S: Quali sono nello specifico gli spazi di cui avreste bisogno, oltre alle residenze?
M: Gli spazi esterni sono estremamente importanti per svolgere gran parte delle attività, specialmente nella nostra zona climatica che ci permette di approfittarne appieno. Parallelamente abbiamo anche bisogno però di una sala che si presti ad ospitare sia corsi frontali di formazione che attività informali, sportive, ludiche (circa 150 mq) e di alcune stanze per lavori di gruppo. La zona all’aperto resta comunque quella più rilevante perché garantisce un notevole «benessere educativo».

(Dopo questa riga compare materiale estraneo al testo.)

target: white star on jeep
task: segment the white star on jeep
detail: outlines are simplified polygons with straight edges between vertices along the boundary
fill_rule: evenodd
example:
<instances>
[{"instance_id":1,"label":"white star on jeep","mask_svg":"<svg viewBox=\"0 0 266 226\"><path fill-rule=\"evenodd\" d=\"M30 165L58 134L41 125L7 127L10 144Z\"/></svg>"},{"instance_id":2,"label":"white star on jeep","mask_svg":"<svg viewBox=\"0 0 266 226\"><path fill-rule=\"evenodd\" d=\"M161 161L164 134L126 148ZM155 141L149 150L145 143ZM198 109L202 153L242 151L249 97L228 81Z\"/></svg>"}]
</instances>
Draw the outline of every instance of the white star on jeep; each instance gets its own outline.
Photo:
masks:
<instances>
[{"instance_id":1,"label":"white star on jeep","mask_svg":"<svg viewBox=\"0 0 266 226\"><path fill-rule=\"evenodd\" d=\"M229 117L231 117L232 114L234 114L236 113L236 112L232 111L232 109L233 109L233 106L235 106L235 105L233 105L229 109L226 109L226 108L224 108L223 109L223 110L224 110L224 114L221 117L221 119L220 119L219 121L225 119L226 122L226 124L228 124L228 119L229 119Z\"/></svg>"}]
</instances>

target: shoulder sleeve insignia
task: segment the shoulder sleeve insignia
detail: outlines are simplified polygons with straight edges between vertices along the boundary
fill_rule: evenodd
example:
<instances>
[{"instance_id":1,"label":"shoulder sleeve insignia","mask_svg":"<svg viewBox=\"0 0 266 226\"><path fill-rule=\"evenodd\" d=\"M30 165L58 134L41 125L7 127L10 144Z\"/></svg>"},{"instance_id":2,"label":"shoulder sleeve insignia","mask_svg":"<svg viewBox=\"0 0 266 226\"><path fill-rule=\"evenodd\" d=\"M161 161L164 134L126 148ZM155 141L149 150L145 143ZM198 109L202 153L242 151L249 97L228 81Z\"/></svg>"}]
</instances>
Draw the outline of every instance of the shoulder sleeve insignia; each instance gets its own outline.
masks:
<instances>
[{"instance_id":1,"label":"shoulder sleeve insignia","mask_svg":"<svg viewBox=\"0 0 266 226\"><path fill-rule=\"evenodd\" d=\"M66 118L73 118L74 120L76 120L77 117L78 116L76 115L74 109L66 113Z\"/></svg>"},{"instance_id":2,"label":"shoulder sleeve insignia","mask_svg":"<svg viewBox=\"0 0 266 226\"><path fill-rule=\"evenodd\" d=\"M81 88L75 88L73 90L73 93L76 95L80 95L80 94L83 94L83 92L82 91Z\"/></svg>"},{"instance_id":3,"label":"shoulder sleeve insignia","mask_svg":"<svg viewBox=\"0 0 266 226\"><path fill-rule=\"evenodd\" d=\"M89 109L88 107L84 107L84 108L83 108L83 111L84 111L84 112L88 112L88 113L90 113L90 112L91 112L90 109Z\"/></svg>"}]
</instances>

S: E  per quanto riguarda il personale?
M: Di sicuro il quartier generale rimarrebbe qui nella nostra sede attuale, per ovvi motivi logistici, primo fra tutti la centralità della posizione e la facilità di raggiungimento tramite i mezzi pubblici. Ipotizzando di installare a Tor Sapienza una nostra struttura, avremmo bisogno di circa sei postazioni (40 o 60 mq) che si occupino della gestione ordinaria/amministrativa della sede, della pianificazione delle attività da organizzare in loco e che facciano da tramite con la sede centrale. Oltre agli uffici, avremmo bisogno di una cucina in grado di preparare pasti per gruppi composti da un minimo di 15 a un massimo di 40 persone e quindi anche di una sala mensa. Di conseguenza dovremmo prevedere circa 40 posti letto e almeno 4 residenze riservate allo staff, separate da quelle collettive. La mensa potrebbe tranquillamente essere sfruttata come luogo di ritrovo per la sera anche se sarebbe carino avere diversi tipi di spazi, anche più raccolti, destinati alla convivialità.